Developers hope to recruit a brewery, condos, restaurants, a health-related company company and a movie theater, according to bond documents. The site’s developer, The Integral Group, is selling $53 million in bonds whose proceeds will be used for infrastructure like roads, grading, utilities, street parking and related improvements.

The project’s architect, Stan Eckstut, said he envisions building a community of walkable neighborhoods, access to public transit, parks, workplaces and retail.

“It’s a way of living where maybe it goes back to the old kinds of towns that used to be where people lived and worked around the main street of downtown,” Eckstut said during a speech, published by The Brookhaven Post, during Pittman’s State of the City address April 28.

The Integral Group declined to comment, and executives for a subdeveloper, Holder Properties, didn’t respond to a phone message and email.

Before the Doraville Development Authority approved tax incentives, Serta Simmons was considering other sites outside Georgia for its headquarters, said Dan McRae, the bond attorney for the deal

“We have a very great corporate headquarters project — very much in demand across the country,” McRae told the board before its 6-0 vote May 3. “It’s very normal that they ask for incentives in this community that they’d get in other communities.”

The tax breaks give Serta Simmons a discount on property taxes that would otherwise go to DeKalb County schools, DeKalb County government and the city of Doraville.

Serta Simmons will do business on the site tax-free for its first three years on the former GM site, which amounts to a benefit worth $3.5 million of the $16.8 million total, according to terms of a memorandum of understanding between the development authority and the company.
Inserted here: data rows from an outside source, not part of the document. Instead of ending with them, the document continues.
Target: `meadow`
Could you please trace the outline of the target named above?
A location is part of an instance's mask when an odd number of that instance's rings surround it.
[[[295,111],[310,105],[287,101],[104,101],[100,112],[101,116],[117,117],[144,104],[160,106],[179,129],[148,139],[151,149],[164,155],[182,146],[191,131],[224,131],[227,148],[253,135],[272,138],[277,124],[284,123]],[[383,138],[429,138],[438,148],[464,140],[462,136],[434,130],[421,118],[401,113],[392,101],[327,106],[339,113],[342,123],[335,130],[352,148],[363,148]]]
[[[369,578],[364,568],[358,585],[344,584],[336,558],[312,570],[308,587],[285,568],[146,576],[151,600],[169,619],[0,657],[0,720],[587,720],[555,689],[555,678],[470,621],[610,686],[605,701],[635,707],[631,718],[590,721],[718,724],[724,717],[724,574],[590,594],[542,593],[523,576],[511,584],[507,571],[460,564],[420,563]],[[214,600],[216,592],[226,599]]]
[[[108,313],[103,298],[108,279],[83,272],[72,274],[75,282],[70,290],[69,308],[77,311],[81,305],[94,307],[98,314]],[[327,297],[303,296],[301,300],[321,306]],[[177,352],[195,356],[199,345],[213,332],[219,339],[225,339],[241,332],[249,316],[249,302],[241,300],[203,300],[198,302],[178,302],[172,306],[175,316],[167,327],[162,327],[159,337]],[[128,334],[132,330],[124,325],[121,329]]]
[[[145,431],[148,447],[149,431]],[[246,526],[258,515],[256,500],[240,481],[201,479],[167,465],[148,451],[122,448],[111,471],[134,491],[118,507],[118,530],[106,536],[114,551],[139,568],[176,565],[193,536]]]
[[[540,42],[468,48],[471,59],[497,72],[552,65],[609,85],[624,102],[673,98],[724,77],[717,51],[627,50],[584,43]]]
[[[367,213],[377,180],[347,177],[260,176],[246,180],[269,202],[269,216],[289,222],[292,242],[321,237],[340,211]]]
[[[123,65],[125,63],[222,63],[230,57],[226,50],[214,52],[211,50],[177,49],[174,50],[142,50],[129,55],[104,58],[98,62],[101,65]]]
The tax discount then gradually declines from 100 percent to 35 percent over the next nine years, then holds steady at that rate for 18 more years.

Last year, the Doraville Development Authority approved a 35 percent tax break for the entire GM property over the next 30 years. Through a complex financing arrangement, the tax money that businesses save through the incentive is designed to offset the cost of more than $180 million of infrastructure improvements, including a covered street connecting the site to the Doraville MARTA station.
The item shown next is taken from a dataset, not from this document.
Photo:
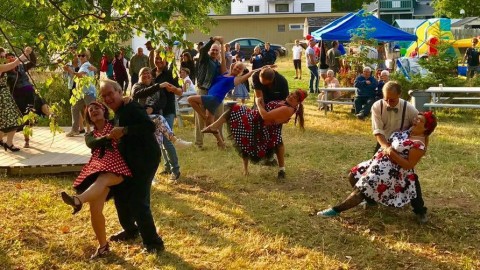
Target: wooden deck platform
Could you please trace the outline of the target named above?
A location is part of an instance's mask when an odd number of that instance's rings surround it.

Further government support for the project came in January, when the DeKalb Commission and Doraville City Council created a tax allocation district on the GM site. With the TAD, future growth in the site’s property tax revenue will be spent on infrastructure.

The city’s decision to award tax incentives was critical to Serta Simmons moving forward with its new headquarters, said Kristen McGuffey, the company’s general counsel.

“What you’re doing here tonight is a big reason we’re looking at this Doraville location,” McGuffey told the development authority board at its May 3 meeting.